だけど、この間、母からその話をされて、そうだそんなことがあったと思い出した。ぼくよりも、両親が悔しかったことらしい。
小学三年生の頃、特別授業みたいなものがあった。田植えをしたり、古くからの物作りを学んだりして、文化を勉強することを目的とした授業だったと思う。
その中で、「炭作り」という時間があった。木を持ってきて火にかけ、自分たちで炭を作り、その大変さを学ぶ。
その日の授業、ぼくは担任の先生に、クラスメイトみんなの前で言い詰められた。
「火にかけるなんて、木が可哀想やんか」
こんなことを、先生にぼくが言ったからだ。炭作りをわざわざ学ぶためだけに、木を燃やす必要があるのかと意見してしまったのだ。
当時の担任の先生は、これに対してすごく怒り、「君がそういうなら、もうこのクラスは炭作りはしません」と言う。そして「もし、火にかける以外で炭を作れる方法があるなら、それをみんなでやってもいい」と付け足す。
まるで一休さんとお殿様のようなやり取りをして、ずいぶん落ち込んだ顔で、ぼくは家に帰ってきたそうだ。
自分のせいで授業が止まったこと、そして、先生に言い負けてしまい何もできなかったこと。そのへんの悔しさは、この話を聞いてムクムクと思い出す。
「火にかけず、炭を作る方法を教えてほしい」
その日の夜、今日のことをすべて話し、父母に相談した。
ふたりに怒られた覚えはない。むしろ一緒になって炭の作り方を調べてくれた。まだ、インターネットも完全に普及していない時代、うちの家には調べる手段が少なかった。それでも、どこで調べてきたのか父が答えをくれた。
「木は、何千年も時を経て、炭になるんや」
つまりそれは、石炭の生まれ方だった。
次の日、先生がぼくに聞く。
「何か方法はありましたか?」
ぼくは父から教えてもらった話をした。ここからは、はっきりと覚えている。先生はこう言った。

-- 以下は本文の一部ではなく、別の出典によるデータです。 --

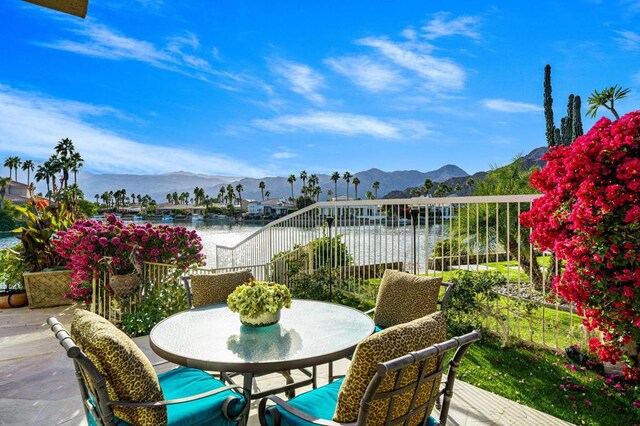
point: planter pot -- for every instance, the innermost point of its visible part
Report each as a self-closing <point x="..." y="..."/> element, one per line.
<point x="13" y="298"/>
<point x="124" y="286"/>
<point x="46" y="289"/>
<point x="261" y="320"/>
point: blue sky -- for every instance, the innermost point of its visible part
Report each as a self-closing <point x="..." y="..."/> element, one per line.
<point x="250" y="88"/>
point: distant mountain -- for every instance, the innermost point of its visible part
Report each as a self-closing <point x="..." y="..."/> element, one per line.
<point x="532" y="159"/>
<point x="158" y="186"/>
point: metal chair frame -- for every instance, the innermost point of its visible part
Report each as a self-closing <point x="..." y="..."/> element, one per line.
<point x="398" y="365"/>
<point x="93" y="385"/>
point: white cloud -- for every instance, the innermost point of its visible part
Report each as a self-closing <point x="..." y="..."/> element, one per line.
<point x="283" y="155"/>
<point x="439" y="74"/>
<point x="302" y="78"/>
<point x="31" y="124"/>
<point x="510" y="106"/>
<point x="440" y="26"/>
<point x="628" y="40"/>
<point x="367" y="73"/>
<point x="344" y="124"/>
<point x="178" y="55"/>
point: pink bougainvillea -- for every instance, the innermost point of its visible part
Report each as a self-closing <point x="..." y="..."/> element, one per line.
<point x="589" y="216"/>
<point x="114" y="247"/>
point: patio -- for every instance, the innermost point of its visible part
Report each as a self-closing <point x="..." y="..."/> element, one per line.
<point x="38" y="384"/>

「そんなねぇ、何千年もかかるような方法をどうやってやるのよ。できないでしょ」
とにかくショックだった。『火を使わずに、炭を作り出せる』という方法は、授業でやれるかどうかというものさしで一蹴されたからだ。
友だちはみんな、ぼくを励ましてくれた。「まちがってないで。先生に言い返したのがすごい!」と肩を叩いてくれた。
みんなの時間を奪ったことには変わりない。肩を落として、ぼくは家に帰った。変なことを言った自分が悪かったと思ったりもした。
でも、父母は違った。先生に手紙を書いてくれたのだ。木に対して感情を抱くことを、否定せず、意見をぶつけてくれた。
クラスで目立つほうではなかった。中心には立たず、静かに毎日を過ごすタイプだった。だけど、どうしても木の気持ちを言いたかった。
あの日、父母が一緒になって闘ってくれたからこそ、そのまま大人になれた。どうでもいいようなことにも感情移入して、考えすぎてしまう。
いい教育をしてもらったなぁと、今でも思う。周りのクラスメイトには迷惑をかけてしまったから、決して良いことだとは思わないけど。
でも、ふたりが未だに、あの炭作りの話を「悔しかった」と言ってくれることが、自分のこれからを肯定してくれているような気がしている。